Pour le politologue Oswald Mabiala, « la rapidité d’exécution devient un facteur de légitimité ; plus l’État réagit vite, moins la rumeur s’installe ».
Des exercices de simulation sont programmés fin 2025, incluant médias, partis et ONG, afin de tester la chaîne depuis la détection jusqu’à la communication corrective.
Vers une culture partagée de la vérification
La lutte contre les infox ne se limite pas aux institutions. Plusieurs universités brazzavilloises intègrent désormais des modules de fact-checking dans leur cursus.
Des ateliers grand public, soutenus par l’Organisation internationale de la Francophonie, parcourent les quartiers pour expliquer, smartphone en main, les réflexes de vérification.
Les influenceurs locaux, très suivis par la jeunesse, reçoivent eux aussi des briefings afin d’éviter la propagation involontaire de contenus douteux.
Cette dimension sociétale complète l’arsenal technique et judiciaire, créant un écosystème où chaque acteur peut repérer, signaler et contrecarrer la manipulation.

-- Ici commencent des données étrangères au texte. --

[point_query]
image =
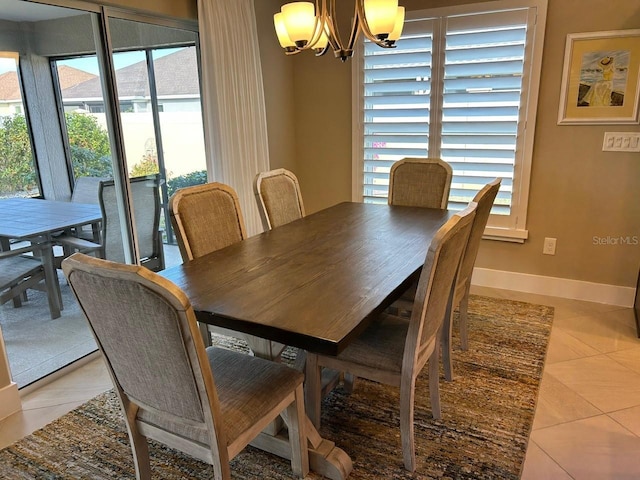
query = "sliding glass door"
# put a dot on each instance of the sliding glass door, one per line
(107, 96)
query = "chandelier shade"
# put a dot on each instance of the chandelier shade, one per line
(304, 25)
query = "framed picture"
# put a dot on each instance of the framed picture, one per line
(601, 78)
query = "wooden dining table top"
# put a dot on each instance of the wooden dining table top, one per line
(314, 283)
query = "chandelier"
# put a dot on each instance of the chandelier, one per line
(305, 25)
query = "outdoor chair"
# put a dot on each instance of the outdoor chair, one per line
(278, 197)
(393, 350)
(145, 192)
(209, 404)
(18, 273)
(420, 182)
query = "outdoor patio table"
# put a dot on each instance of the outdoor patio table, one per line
(36, 220)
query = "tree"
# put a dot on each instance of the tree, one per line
(17, 172)
(89, 142)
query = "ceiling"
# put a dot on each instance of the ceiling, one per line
(21, 11)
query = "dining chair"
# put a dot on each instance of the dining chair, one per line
(280, 202)
(393, 350)
(278, 197)
(208, 403)
(145, 194)
(484, 199)
(420, 182)
(207, 218)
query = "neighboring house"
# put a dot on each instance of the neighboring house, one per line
(178, 89)
(11, 98)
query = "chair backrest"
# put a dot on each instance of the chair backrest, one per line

En définitive, la coopération Congo–France présente moins un modèle clé en main qu’un laboratoire vivant, adaptable aux défis numériques en constante évolution.
Regards croisés sur la souveraineté numérique
Pour Brazzaville, cette alliance renforce l’idée que la souveraineté ne se joue plus seulement sur le territoire mais aussi sur les canaux d’information.
Côté français, la démarche illustre un pivot vers l’Afrique centrale, zone stratégique pour sa diplomatie et ses entreprises dans les telecoms et les mines.
Le politiste parisien Thierry Vircoulon estime que « la coopération numérique devient l’un des rares espaces où la France peut encore projeter une influence positive ».
Pour la chercheuse congolaise Mireille Ngakala, la priorité reste « l’appropriation locale des outils, faute de quoi toute aide étrangère demeurera un cache-misère technologique ».